For the first time in nearly three years, Creighton's nine-state Mid-America Business Conditions Index fell to 49.3 last month, below the threshold of 50, signaling economic contraction.
Creighton's regional Mid-America Business Conditions Index tracks nine states including Minnesota, Iowa, the Dakotas and Nebraska. In July, the regional index was 52.
Minnesota's index fared even worse, falling to 48.6 in August from 51.7 in July as sales, inventories and employment totals fell. Over the last 12 months, Minnesota's nondurable goods producers have lagged manufacturers of durable or long-lasting goods, Creighton economists found.
But weaknesses were not contained to Minnesota alone, according to the Creighton report that also tracks Missouri, Kansas, Oklahoma and Arkansas.
"Weakness in the (entire nine-state) region's farm and manufacturing sectors produced by tariffs and a global economic slowdown pulled regional growth below that of the nation," said Ernie Goss, director of Creighton University's Economic Forecasting Group. "Based on our manufacturing survey over the past several months, I expect overall growth to slow and potentially move into negative territory in the months ahead."
Goss said surveyed factory heads continue to complain about worker shortages and a slowdown in sales.
Roughly 44% of supply managers said trade tariffs were their "greatest economic challenge for the next 12 months." The Creighton report found that the "new export orders index" sank to a dismal 39.6. That's down from July's 44.7. The region's "import index" also slumped, but just to 42.3 from 43.8 in July.
Many Minnesota-based manufacturers reported that the escalating U.S. trade war with China and other nations increased internal supply chain costs and disrupted supply flows. They responded by increasing product prices to offset higher costs.
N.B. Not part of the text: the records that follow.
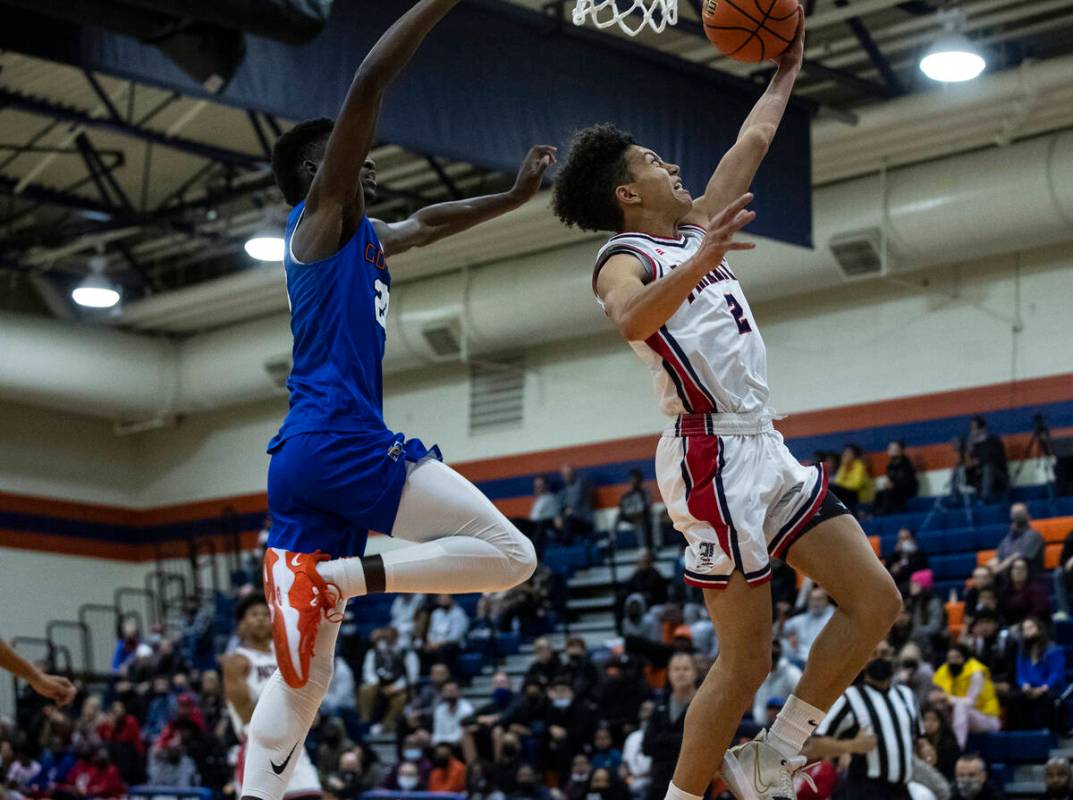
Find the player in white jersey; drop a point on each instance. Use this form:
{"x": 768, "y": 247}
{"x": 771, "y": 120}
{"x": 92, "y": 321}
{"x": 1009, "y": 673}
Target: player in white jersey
{"x": 247, "y": 670}
{"x": 730, "y": 484}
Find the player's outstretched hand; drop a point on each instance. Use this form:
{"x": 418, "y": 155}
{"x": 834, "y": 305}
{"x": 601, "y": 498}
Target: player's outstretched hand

Aside from trade tariffs, a host of companies reported slowing product demand from customers in China, Japan and Europe.
3M, Graco, and H.B. Fuller all saw lackluster sales growth or falling profits during their recently reported second quarters.
In July, 3M Co. reported that its customers and even some of its own factories are beginning to slow production and use up excess product inventories as a means to control costs.